The first byte of the EAP header contains the code field, this identifies the EAP packet type. The four different codes are shown below. Any EAP packets that do not match on the the four codes are ignored.
EAP Code | Type |
1 | Request |
2 | Response |
3 | Success |
4 | Failure |
EAP over LAN (EAPOL) - Is the encapsulation technique used for the authenticator and the supplicant to communicate with over the LAN ( including Ethernet and WLANs). The destination MAC address for the EAPOL header uses the Port Access Entity (PAE) group address of 01:80:c2:00:00:03.
Its is important to note that (on Cisco switches) when in an unauthorized state the switchport will only allow EAPOL, CDP and STP frames to pass.
Example of an EAP (OTP) process
As you can see in the diagram the first frame sent is an EAPOL-Start frame. This frame is not critical and the process can be started by the authenticator sending the EAP-Request Frame.
Next the supplicant responds with an EAP-Response. Messages from the Authenticator to the Radius server use the radius protocol (UDP 1812 for Authentication)
When the authenticator receives an Access-Accept packet from the radius server it will authorize the port and allow access to the supplicant. If access is denied by the Radius server an Access-Reject message will be sent to the authenticator and the port will stay unauthorized.
The supplicant can terminate the authentication of the port by sending a EAPOL-logoff frame to the authenticator.
EAP Types
- EAP-MD5 - Uses Md5 hashes rather than plan text when transmitting over the network. The server sends the supplicant a secret which the supplicant then hashes using its password. The hash is then passed back to the server which does the same calculation and checks the output matches. This method requires the server to maintain the passwords in a format it can reverse to plain text.
- Cisco Lightweight EAP (LEAP) - This is an example of a mutual authentication protocol because the supplicant also authenticates the authentication server. Both the supplicant and the authentication server must share a secret this in then used to hash the passwords which can then be checked for matches.
- PEAP with MSCHAPv2 - Or protected EAP encapsulates the EAP method within a TLS tunnel for added security. The most common variation is Peap with MS-CHAPv2 in which the Radius server relays the MS-CHAP credentials (E.g Active Directory) to a Domain controller or similar to be validated.
- EAP-TLS - Utilizes transport layer security and again mutually authenticates both the server and the supplicant. No passwords are used though and this type relies purely on PKI certificates. This means that each supplicant must have its own certificate installed.
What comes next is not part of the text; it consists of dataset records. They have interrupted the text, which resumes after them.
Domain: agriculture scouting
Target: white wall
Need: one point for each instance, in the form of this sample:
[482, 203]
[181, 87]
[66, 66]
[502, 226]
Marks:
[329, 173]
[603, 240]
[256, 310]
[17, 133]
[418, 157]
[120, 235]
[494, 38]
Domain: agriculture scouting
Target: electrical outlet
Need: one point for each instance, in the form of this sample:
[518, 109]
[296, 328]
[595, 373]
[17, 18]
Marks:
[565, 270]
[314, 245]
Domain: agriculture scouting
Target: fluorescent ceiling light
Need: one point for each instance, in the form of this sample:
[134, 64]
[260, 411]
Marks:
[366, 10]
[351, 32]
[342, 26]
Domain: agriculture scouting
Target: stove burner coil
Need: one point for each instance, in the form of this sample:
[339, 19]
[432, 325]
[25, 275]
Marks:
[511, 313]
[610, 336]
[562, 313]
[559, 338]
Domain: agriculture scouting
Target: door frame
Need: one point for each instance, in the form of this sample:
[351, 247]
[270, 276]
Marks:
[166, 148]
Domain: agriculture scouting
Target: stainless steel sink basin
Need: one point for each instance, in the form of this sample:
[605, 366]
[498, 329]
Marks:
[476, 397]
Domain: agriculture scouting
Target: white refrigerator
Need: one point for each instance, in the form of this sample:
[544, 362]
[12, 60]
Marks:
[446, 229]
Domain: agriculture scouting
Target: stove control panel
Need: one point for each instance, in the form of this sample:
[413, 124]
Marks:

- EAP-TTLS - Stands for Tunnelled Transport Layer Security. This type can encapsulate non EAP authentications E.g. PPP & CHAP. It also doesnt require every supplicant to have its own certificate installed.
- EAP-Flexible Authenticaion via Secure Tunneling (EAP-FAST) - Uses a Protected Access Credential (PAC) to establish a TLS tunnel in which client credentials are verified. PACs can be setup manually or automatically although if these are captures there is a possible security issue.
Not definitive definitions but hopefully enough to distinguish between them. More detail can be found on the wikipedia EAP article.